Parkinson’s disease is the second most common neurological disease in the world following Alzheimer’s, according to the Centers for Disease Control and Prevention (CDC). Parkinson’s afflicts approximately 10 million people worldwide. Previously there has been no way to detect and diagnose Parkinson’s before symptoms appeared. Waiting until symptoms show up lessens the chances of holding off or mitigating the effects of the disease. Dramatic results from a study in Australia may change the Parkinson’s paradigm with an accurate test for early detection.

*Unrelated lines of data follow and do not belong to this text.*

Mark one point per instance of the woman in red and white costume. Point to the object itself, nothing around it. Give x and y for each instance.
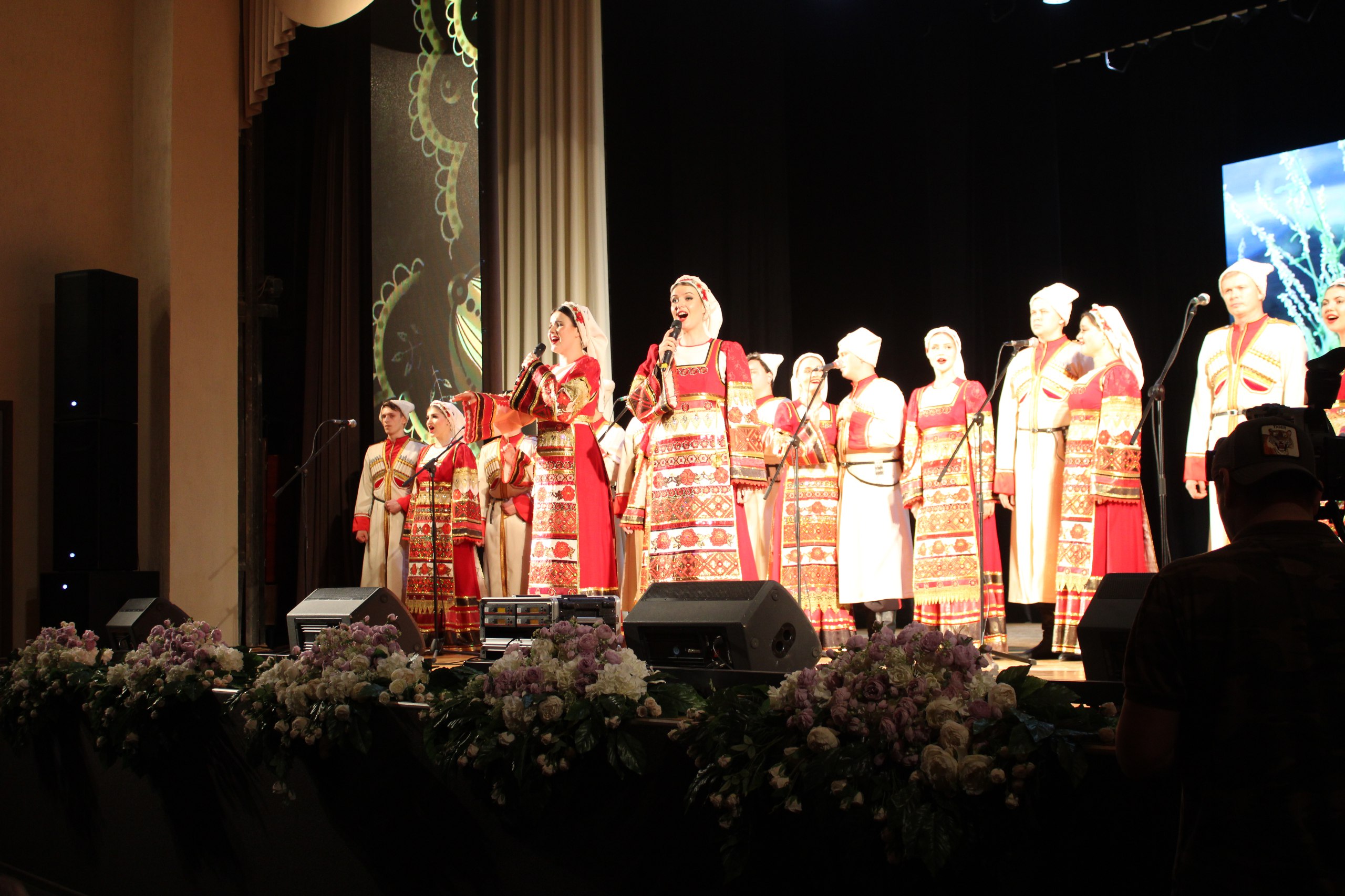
(571, 492)
(443, 530)
(950, 572)
(1103, 528)
(704, 447)
(811, 483)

Researchers at RMIT University in Melbourne have developed a test that may have the potential to detect Parkinson’s disease before physical symptoms appear. Medical researchers have long known that Parkinson’s often disrupts patient’s ability to write and draw. In the RMIT study, published in Frontiers in Neurology, 92 participants were asked to complete a drawing of a spiral on a digital drawing tablet, connecting dot-to-dot. Half of the subjects had no Parkinson’s symptoms. The rest of the subjects had mild to severe cases of the disease. A tablet app performed real-time analysis of the sketches to determine whether or not the subjects showed signs of Parkinson’s. In results so dramatic they beg for replicated studies, the spiral sketch test and the mobile app proved to be 93% accurate in reporting disease severity.

Should the RMIT test prove valid and reliable, which would be a wonderful breakthrough, people over a certain age can expect to connect the spiral’s dots at their next annual physical.